Frequently asked questions
- What is a strangle on PNR?
- A strangle on PNR is the strangle strategy applied to PNR (stock). The strategy is structurally neutral / high-volatility (long premium, OTM): A long strangle buys an OTM call and an OTM put at offset strikes, cheaper than a straddle but requiring a larger underlying move to profit since both wings start out-of-the-money. With PNR stock trading near $72.78, the strikes shown on this page are snapped to the nearest listed PNR chain strike and the premiums come straight from the end-of-day bid/ask midpoint.
- How are PNR strangle max profit and max loss calculated?
- Upside max profit is unbounded; downside max profit is bounded at the put strike minus the combined debit (reached at zero). Max loss equals the combined debit times 100 (reached anywhere between the two OTM strikes). Two breakevens at call-strike plus debit and put-strike minus debit. For the PNR strangle priced from the end-of-day chain at a 30-day expiry (ATM IV 30.90%), the computed maximum profit is unbounded per contract and the computed maximum loss is -$252.50 per contract. Live intraday quotes will differ as the chain moves through the trading session.
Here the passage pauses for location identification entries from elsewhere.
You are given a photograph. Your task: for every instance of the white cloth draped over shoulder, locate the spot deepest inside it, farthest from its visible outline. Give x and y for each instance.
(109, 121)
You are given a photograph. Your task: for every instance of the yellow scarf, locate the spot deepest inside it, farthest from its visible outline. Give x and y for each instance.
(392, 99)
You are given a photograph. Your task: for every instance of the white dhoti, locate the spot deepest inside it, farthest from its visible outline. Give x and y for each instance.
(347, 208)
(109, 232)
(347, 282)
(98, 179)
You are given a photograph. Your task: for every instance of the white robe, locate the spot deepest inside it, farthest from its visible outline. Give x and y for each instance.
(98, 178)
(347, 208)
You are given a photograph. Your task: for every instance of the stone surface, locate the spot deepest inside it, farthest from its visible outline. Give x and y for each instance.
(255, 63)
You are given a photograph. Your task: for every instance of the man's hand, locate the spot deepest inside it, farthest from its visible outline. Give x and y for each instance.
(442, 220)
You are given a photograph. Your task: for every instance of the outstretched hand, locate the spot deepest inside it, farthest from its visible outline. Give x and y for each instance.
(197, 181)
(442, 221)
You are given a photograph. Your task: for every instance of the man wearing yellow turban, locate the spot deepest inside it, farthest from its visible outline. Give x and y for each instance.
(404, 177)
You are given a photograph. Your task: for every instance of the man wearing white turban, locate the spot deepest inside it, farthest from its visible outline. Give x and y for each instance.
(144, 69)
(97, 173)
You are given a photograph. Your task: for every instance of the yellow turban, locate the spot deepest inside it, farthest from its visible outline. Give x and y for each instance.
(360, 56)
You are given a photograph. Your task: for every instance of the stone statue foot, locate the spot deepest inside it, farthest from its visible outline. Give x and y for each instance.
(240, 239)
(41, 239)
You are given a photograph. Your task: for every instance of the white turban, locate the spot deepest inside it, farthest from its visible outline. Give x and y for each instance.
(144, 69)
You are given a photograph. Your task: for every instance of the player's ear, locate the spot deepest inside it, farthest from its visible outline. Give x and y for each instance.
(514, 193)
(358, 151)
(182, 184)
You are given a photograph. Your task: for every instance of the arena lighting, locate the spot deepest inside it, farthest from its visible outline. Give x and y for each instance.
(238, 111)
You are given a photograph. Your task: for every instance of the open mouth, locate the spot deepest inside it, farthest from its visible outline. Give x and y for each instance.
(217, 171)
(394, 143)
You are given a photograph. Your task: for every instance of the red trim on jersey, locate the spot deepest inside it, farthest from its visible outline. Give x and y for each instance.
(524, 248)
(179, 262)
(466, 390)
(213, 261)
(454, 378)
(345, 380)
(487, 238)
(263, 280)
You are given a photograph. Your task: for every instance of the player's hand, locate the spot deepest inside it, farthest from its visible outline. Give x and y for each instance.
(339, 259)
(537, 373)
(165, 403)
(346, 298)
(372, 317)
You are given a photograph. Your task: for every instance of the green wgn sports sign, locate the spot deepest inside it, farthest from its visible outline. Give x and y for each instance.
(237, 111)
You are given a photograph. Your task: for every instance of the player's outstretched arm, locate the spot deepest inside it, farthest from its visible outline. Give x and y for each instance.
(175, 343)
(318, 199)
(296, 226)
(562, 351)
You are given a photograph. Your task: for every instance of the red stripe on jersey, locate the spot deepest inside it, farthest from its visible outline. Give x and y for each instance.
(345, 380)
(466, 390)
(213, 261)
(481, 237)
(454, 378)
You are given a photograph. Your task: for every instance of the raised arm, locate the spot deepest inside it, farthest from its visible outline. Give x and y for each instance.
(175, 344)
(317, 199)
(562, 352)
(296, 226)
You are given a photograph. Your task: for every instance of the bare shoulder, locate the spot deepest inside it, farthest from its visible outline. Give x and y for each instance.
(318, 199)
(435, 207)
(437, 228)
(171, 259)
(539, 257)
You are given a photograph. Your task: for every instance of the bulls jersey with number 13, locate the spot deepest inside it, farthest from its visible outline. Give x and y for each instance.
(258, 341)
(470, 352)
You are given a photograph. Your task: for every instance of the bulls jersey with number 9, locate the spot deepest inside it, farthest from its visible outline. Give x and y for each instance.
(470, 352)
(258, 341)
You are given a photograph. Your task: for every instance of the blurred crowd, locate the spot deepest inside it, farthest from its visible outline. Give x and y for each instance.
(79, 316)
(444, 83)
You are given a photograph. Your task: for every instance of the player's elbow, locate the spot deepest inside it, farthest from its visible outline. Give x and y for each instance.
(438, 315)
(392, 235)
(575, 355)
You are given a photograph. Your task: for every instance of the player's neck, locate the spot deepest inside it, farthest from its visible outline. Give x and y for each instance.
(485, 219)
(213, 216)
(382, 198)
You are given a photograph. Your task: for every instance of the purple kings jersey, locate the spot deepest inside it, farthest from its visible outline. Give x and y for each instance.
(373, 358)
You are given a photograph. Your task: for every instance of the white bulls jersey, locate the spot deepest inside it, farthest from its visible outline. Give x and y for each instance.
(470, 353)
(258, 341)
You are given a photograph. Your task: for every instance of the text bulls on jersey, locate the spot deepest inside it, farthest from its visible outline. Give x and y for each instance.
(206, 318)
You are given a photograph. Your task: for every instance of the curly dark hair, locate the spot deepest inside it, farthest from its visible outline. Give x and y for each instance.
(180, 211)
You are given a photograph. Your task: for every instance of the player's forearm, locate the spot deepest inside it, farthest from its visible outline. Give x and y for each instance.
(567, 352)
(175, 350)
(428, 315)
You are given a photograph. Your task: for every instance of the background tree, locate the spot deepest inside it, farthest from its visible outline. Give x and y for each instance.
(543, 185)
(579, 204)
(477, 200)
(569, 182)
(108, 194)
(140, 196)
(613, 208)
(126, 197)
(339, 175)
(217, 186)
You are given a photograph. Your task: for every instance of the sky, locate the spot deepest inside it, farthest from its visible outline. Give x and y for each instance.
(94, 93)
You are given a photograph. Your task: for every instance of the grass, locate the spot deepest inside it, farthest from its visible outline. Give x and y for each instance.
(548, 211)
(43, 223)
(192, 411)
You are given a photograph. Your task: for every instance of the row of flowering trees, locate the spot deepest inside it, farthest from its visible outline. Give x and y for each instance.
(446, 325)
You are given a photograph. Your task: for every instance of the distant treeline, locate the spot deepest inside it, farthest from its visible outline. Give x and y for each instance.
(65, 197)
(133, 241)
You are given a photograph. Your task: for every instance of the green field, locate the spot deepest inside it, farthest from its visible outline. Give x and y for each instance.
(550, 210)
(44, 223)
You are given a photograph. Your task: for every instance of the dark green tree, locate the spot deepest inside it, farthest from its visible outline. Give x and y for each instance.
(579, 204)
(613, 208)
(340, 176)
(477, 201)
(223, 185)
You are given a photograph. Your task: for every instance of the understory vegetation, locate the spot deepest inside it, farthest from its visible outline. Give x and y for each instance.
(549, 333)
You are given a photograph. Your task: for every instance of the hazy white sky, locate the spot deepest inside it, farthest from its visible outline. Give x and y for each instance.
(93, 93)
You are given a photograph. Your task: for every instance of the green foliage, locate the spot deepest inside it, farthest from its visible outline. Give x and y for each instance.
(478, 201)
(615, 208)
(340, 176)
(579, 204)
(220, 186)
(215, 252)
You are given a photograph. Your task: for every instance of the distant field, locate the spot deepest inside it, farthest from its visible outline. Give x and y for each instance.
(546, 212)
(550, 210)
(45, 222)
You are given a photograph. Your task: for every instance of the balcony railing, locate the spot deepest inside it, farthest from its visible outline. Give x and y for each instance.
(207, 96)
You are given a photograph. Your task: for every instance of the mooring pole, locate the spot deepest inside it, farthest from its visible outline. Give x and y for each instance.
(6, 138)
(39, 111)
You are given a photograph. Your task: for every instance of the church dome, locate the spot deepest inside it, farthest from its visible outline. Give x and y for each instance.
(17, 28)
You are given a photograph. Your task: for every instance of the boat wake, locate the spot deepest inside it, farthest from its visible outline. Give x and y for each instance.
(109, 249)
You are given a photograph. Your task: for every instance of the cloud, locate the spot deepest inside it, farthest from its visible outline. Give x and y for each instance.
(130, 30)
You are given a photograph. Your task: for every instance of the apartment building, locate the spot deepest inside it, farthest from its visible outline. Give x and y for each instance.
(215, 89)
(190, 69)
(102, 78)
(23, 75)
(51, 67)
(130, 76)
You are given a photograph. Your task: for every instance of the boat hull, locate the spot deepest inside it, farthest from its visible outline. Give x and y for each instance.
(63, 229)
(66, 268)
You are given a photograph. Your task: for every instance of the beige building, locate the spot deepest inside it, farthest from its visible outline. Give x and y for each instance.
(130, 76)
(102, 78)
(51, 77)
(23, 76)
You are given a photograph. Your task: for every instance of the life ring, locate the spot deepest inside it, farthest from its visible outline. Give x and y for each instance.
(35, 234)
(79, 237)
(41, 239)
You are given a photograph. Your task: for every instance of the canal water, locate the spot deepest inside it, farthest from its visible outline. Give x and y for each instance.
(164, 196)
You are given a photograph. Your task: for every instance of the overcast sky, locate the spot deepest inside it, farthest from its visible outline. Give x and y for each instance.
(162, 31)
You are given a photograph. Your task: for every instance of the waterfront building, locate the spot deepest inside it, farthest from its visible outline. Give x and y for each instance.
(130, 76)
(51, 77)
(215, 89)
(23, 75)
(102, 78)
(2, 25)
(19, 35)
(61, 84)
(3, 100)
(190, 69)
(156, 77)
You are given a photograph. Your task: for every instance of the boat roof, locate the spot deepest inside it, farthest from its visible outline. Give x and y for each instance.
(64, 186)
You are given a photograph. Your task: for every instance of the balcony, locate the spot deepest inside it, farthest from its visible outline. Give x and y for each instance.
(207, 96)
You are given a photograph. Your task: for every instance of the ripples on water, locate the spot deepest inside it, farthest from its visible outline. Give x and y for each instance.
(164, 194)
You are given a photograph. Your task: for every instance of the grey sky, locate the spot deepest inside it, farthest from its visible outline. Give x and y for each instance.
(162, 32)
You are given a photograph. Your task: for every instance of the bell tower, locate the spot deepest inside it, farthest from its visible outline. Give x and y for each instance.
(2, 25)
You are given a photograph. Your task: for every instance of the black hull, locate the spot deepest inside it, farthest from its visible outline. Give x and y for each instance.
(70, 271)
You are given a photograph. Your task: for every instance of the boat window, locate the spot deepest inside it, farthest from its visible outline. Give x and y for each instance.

- What is the breakeven for a PNR strangle?
- The breakeven for the PNR strangle priced on this page is roughly $67.48 and $80.03 at expiration, derived from end-of-day chain premiums. Breakeven is the underlying price at which the strategy's P&L crosses zero ignoring transaction costs and assignment risk. The current PNR market-implied 1-standard-deviation expected move is approximately 8.86%; if the move sits well outside the breakeven distance, the structure's risk-reward becomes correspondingly tighter.
- When should you consider a strangle on PNR?
- Strangles on PNR are the cheaper cousin of the straddle - traders use them when they want a large directional move but are willing to give up the inner-strike sensitivity in exchange for a lower up-front debit on the PNR chain.
- How does current PNR implied volatility affect this strangle?
- PNR ATM IV is at 30.90% with IV rank near 58.44%, which is mid-range against its 1-year history. Strategy selection depends more on directional thesis and expected move than on a strong IV signal.